Arnoux, martyr adoré
Il faut dire qu’Arnoux savait se faire aimer. Son tempérament de feu, son panache à la française, faisaient de lui une figure presque romanesque. Prost, lui, paraissait distant, cérébral. Dans un pays qui avait idolâtré François Cevert, et même Gilles Villeneuve, Prost restait une énigme.
Les deux s’évitaient en interview, s’envoyaient des piques à peine voilées. Selon Heinz Prüller, Arnoux aurait même craché sur une photo de Prost dans un journal. Les fans se divisent. Les médias attisent le feu.
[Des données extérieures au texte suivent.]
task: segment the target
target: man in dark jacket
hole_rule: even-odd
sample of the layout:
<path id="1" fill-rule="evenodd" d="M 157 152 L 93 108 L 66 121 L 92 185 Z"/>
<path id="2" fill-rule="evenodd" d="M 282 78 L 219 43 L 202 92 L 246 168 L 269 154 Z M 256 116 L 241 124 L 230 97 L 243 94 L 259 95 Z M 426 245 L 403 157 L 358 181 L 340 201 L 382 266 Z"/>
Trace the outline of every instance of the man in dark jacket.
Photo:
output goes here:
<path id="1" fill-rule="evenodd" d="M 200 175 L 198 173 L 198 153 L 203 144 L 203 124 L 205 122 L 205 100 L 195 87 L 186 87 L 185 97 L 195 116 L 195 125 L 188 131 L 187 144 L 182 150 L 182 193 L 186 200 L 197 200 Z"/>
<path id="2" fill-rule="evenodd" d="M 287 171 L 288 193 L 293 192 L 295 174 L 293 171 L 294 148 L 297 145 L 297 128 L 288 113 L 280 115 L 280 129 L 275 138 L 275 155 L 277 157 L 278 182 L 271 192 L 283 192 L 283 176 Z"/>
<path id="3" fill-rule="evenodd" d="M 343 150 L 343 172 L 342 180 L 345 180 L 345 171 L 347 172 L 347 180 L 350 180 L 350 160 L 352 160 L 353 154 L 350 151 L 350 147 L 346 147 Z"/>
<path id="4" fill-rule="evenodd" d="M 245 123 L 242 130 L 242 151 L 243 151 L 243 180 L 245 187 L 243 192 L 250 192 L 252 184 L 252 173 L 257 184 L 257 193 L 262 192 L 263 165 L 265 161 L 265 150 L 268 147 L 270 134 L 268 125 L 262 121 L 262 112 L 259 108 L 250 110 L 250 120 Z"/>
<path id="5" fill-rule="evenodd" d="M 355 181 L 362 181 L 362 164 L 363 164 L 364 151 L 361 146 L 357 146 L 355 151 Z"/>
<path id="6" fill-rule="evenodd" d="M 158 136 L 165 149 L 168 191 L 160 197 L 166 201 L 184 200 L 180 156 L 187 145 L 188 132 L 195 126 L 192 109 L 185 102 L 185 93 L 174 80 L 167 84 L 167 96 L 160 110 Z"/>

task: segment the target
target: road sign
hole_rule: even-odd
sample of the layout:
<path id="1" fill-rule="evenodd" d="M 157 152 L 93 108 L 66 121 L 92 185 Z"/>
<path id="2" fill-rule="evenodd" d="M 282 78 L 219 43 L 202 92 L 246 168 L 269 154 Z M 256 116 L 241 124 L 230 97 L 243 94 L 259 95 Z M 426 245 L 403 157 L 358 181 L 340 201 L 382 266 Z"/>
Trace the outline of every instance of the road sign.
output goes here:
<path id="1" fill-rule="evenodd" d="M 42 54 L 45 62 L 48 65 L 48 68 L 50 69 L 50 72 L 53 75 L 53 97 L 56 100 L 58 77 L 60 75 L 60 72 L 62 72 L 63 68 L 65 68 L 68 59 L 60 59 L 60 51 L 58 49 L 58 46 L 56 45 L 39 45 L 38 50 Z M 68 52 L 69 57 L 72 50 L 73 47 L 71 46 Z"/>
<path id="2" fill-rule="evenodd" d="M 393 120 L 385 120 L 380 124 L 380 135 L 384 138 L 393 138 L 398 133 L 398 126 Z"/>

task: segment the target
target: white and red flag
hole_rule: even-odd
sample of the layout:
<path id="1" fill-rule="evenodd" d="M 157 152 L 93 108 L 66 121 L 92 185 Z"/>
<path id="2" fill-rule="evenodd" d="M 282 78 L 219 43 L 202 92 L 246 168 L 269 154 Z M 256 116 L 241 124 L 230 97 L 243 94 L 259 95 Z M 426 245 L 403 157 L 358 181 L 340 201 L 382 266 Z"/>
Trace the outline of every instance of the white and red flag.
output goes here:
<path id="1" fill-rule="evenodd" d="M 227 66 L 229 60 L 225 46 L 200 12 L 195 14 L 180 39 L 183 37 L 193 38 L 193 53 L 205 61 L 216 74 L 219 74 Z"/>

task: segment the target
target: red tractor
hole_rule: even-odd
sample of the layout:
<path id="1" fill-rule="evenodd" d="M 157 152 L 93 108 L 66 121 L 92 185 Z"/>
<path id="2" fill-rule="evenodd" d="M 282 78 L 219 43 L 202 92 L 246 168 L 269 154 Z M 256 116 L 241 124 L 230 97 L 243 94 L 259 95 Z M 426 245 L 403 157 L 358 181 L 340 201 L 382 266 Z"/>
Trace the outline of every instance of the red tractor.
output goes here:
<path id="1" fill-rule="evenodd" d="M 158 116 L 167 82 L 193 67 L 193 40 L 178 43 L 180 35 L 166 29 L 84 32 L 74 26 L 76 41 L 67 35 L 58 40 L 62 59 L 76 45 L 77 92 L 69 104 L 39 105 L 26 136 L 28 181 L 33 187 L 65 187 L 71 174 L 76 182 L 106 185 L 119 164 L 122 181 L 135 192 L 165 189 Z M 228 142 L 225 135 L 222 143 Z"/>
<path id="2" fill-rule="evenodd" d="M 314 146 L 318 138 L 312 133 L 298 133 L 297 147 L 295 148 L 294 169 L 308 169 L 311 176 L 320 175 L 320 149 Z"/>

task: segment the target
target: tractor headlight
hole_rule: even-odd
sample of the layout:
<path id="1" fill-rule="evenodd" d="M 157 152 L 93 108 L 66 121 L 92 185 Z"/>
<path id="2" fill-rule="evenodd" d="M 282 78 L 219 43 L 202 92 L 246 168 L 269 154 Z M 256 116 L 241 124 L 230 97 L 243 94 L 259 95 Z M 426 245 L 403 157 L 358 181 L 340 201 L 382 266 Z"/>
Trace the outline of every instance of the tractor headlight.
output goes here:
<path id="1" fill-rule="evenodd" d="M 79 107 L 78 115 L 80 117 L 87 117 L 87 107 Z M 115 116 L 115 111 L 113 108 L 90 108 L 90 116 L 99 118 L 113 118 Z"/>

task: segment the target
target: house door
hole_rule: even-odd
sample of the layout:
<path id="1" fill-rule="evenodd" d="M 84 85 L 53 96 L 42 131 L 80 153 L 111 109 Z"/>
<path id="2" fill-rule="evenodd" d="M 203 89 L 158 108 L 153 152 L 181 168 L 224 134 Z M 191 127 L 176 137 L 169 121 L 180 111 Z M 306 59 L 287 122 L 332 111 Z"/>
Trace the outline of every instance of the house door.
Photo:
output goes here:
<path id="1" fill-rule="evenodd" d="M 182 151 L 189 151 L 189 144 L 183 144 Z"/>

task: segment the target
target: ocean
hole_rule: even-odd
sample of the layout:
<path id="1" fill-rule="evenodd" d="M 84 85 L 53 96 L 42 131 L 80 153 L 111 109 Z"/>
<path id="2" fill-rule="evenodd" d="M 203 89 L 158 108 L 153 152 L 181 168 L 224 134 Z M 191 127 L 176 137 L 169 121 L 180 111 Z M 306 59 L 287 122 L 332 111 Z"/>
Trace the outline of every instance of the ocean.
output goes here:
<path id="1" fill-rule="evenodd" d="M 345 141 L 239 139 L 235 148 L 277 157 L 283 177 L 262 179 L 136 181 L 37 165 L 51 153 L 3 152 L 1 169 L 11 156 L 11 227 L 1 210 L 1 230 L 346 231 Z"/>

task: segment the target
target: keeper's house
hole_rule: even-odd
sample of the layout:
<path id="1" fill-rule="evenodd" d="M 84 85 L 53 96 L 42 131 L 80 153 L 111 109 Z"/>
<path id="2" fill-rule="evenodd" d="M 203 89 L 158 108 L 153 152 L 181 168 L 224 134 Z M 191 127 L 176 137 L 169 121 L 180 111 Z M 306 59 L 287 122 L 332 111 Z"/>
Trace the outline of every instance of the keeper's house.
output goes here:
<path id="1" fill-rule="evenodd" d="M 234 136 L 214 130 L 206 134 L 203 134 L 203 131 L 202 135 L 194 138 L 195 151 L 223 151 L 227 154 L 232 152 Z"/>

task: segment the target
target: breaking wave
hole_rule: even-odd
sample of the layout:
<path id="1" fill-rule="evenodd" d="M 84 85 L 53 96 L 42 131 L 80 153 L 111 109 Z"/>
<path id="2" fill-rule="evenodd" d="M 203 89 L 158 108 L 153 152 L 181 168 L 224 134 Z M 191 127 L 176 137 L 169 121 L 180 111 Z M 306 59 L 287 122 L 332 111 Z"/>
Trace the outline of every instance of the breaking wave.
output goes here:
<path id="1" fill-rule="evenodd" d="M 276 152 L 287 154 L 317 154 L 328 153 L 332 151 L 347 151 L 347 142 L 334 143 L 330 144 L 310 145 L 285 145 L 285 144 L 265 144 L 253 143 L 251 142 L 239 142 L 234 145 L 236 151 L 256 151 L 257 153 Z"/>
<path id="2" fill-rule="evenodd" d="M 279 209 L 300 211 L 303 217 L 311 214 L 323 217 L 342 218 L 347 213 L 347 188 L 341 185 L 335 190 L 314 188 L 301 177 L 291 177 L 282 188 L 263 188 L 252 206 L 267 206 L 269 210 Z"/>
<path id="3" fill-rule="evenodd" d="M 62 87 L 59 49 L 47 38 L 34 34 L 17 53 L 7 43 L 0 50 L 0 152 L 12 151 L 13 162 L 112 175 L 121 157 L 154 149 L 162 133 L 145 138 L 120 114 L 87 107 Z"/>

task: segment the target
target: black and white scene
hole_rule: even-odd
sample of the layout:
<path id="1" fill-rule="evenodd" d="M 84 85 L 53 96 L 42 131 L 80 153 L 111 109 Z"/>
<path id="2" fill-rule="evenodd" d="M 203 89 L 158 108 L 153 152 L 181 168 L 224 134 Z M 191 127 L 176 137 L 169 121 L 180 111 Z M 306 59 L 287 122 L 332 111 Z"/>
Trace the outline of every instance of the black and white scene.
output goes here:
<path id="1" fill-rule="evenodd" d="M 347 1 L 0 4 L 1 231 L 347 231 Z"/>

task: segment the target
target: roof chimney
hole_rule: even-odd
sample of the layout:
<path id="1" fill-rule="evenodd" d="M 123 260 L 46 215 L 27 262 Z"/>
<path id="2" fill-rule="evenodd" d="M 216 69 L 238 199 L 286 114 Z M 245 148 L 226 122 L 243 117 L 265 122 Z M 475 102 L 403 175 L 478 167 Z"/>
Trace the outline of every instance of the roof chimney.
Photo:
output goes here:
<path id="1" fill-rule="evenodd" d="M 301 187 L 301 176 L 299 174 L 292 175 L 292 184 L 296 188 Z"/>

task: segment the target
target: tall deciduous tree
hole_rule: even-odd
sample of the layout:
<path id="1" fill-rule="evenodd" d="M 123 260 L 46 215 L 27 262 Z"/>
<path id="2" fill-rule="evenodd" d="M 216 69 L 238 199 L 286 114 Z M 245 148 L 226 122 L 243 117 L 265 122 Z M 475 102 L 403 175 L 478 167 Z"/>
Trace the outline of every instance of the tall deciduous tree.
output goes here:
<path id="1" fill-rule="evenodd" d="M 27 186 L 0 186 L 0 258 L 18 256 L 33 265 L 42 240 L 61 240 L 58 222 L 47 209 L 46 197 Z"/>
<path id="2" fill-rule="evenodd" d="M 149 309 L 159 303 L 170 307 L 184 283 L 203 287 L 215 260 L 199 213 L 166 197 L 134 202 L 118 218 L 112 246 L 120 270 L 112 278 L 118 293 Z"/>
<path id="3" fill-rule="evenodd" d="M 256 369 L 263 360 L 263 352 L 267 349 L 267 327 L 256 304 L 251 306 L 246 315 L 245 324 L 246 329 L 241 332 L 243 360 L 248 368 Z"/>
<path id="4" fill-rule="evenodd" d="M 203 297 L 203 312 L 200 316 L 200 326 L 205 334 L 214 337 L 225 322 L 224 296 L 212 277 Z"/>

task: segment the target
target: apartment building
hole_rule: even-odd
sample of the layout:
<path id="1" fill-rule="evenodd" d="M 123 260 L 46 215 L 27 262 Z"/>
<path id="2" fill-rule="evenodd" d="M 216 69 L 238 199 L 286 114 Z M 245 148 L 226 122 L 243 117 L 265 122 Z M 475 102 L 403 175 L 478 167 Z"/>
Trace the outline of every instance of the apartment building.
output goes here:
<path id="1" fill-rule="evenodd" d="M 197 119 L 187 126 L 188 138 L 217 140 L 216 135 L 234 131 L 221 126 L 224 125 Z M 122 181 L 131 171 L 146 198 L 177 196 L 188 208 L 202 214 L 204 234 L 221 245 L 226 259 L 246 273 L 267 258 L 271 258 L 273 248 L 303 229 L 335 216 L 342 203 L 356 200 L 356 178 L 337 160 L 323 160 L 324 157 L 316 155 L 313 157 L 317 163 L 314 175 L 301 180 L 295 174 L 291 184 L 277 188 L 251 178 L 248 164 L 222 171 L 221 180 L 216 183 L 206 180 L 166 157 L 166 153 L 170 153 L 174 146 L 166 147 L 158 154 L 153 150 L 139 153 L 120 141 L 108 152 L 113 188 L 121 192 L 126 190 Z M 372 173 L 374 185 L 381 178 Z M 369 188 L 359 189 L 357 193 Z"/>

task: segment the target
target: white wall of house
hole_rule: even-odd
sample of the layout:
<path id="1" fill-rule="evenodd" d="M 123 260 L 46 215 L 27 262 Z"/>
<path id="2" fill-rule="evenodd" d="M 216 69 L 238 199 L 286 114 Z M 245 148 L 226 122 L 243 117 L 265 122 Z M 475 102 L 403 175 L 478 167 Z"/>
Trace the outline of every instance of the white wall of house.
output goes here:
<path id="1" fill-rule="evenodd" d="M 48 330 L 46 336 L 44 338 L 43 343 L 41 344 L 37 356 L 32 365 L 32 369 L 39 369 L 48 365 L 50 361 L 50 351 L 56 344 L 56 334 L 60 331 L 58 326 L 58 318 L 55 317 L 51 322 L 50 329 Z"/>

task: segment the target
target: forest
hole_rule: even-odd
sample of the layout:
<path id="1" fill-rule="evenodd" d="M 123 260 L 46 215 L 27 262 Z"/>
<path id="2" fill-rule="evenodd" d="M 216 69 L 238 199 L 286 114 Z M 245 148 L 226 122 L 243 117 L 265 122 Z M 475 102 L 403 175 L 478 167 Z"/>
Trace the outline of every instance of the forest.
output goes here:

Une rivalité très actuelle
Dans une époque où les médias façonnent les histoires avant même que les pilotes ne les écrivent, cette rivalité sonne étrangement moderne. Des séries comme Drive to Survive prospèrent sur la dramaturgie plus que sur la vérité. Parfois, l’histoire est imposée avant même que les protagonistes ne puissent la vivre.
Ce n’était pas juste Prost contre Arnoux. C’était idéologie contre instinct. Image contre authenticité. Le surnom contre le mythe. La Formule 1 n’était pas seulement une question de victoire - mais de mérite.
Et c’est pour ça que cette vieille querelle résonne encore avec autant de force aujourd’hui.